Carbon-14 Microtracers
Carbon-14 Microtracers Services
Carbon-14 (14C) microtracers are defined as the administration of a small tracer dose of carbon-14 (14C) in combination with a therapeutic, pharmacologically relevant mass dose of the drug.
We employ the exquisite sensitivity of AMS as the analytical platform to support the quantification of [14C] in all biological matrices of interest. Typically for human AME studies, the radioactivity administered is in the range of 1-5 µCi per subject, and at these levels, human dosimetry data is not normally required.

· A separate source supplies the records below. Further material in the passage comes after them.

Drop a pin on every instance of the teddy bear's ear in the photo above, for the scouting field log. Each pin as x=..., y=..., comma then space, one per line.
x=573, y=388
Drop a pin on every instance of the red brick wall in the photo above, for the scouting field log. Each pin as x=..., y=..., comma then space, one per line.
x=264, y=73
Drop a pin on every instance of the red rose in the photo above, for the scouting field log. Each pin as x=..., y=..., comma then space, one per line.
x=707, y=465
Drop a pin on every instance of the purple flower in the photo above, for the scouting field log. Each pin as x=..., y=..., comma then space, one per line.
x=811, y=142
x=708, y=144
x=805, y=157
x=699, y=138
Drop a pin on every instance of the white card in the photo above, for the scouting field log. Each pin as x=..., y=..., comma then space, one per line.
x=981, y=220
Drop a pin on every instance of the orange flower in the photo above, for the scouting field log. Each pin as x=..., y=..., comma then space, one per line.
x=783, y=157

Pharmaron integrates the radiosynthesis and purification of 14C radiolabelled compounds with the conduct of non-clinical ADME and QWBA studies followed by the conduct of the definitive Phase I hAME clinical study. By combining 14C microtracers with ultra-sensitive 14C-AMS detection, we can help accelerate your clinical program and de-risk your compound as it enters Phase II/III clinical trials.
Capabilities
AMS-enabled 14C Microtracer Approaches
- Non-GMP 14C drug substance employing clinical-grade purified 14C-API in the 14C drug product
- Phase l human AME (microtracer) under open IND
- Exploratory Phase 0 (microdose) under eIND (exploratory IND)

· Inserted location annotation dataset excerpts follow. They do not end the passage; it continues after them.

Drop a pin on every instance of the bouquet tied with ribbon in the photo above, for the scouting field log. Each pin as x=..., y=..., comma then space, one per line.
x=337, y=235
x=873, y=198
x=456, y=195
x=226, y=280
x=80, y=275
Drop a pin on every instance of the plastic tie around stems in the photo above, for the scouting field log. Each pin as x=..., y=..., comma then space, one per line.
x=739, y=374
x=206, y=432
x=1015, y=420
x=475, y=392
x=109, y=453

- 14C IV microtracers for intravenous PK and absolute bioavailability
- Mass balance using AMS or hybrid LSC + AMS to determine total radioactivity in blood, plasma, and excreta
- Metabolite profiling by LC+AMS (ultra-high resolution metabolite profiles critical for drugs with complex metabolism)
- Metabolite ID (MetID) by HRMS
- 14C-AMS is used for both small molecules and biologics
Microtracer vs Microdose Definitions
- Microtracer is a radioactive dose (typically <5 µCi) utilizing a low mass dose of the 14C-drug compounded with the GMP “cold” drug at the prescribed therapeutic dose. Microtracer studies are, therefore, conducted at a full therapeutic dose labelled with 14C employing AMS analysis.
- Microdose is a mass dose equivalent to ≤100 µg or ≤1/100th of the pharmacological active dose (whichever is the lower per FDA guidelines). Microdose studies are, therefore, conducted at a sub-therapeutic dose labelled with either 13C or 14C utilizing either LC-MS/MS or AMS analysis respectively.